I just looked back at my notes on Highland: Endgame, still the only other Highlander movie I've yet to see (also never seen an episode of the show), and an a little surprised at how high it was rated then even at a C+ grade. I must have reacted to the final battle scene between Adrian Paul and Christopher Lambert, which is the only thing I can even recall from the one time seeing the film, and finding it kind of cool in a cheesy, disposable science-fiction flick manner. But the fact that it is so forgettable shouldn't be taken for granted, at the very least in what has come AFTER THE ENDGAME! According to a friend each Highlander film gets even more disconnected and continuity confused than the last, and The Source is probably one of those textbook examples of a story being simply way too confusing for one who isn't at least a little familiar with the franchise. And at the same time, seeing it tonight on the Sci-fi cable channel, it's not totally out of place, and maybe not quite as offensive as some of the product made right in their home premises. But it's still a waste of any viewer's time, even for die-hard fans.
The only real value at all to be taken from the movie, and there is maybe a little bit, may be in aspects, *in parts*, of craftsmanship, like the make-up on Pyramidhead and the cinematography, the latter calling into mind (oddly enough as I'm not kidding) Pan's Labyrinth, of course without much at all of the power of the context that film had in style and substance. But once that is past, then one is left with direction that seems to come out of a school that is based entirely on a time when MTV still made music videos, with touches of would-be 300 knock-off thrown in either as unintentional or as sucker-punching for genre fans. And acting that is just fair at best and atrocious at worst (Adrian Paul can act, says who? And the guy that plans the Pyramidhead, what gives?) But what made it most incredulous was the editing; since the story is filled with many a cliché (dying man gives his long monologue to teary-eyed hero, longer monologue from a disgusting creature about what is to come in the rest of the story, sex scene between hero and girl after a heart-to-heart, final duel, et all), the editing should at least try for professionalism of some sort.

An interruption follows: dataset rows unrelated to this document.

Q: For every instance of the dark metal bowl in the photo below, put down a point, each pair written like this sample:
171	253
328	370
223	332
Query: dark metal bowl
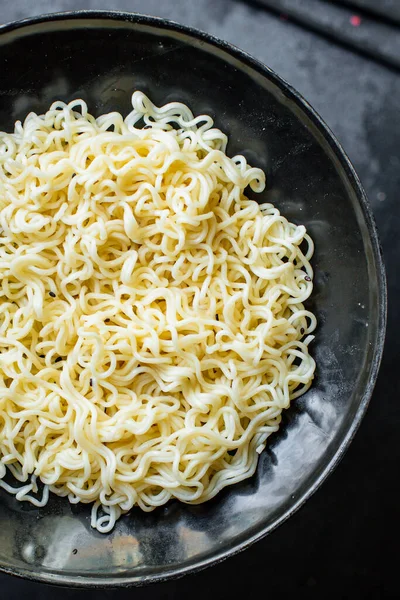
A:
101	57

Not so. This director/editor team is about as toxic as Steven Tyler and Joe Perry in a 1978 hotel room loaded with five 8-balls a piece and a one hooker between the two of them. Often during a fight the characters will be shot as if in slow motion and SPED up, and then back and forth as if there isn't any conviction in just seeing simple fight choreography. But worse are the montages- aside from Bratz, which is in a league of its own, this is some of the just, well, inept editing I've seen in many a moon, particularly at the beginning and end where it seems as though nobody even watched the f***ing last 9/10ths of the movie that came before or after it! The music is also another kicker to go with the director's scheme of assault on cinematic style. By the time it ends- which seems to be longer than it really is despite the long commercial breaks. The only good news that can come is that The Source has now been reached, and the series can now end, like another beheaded immortal or whatever the hell.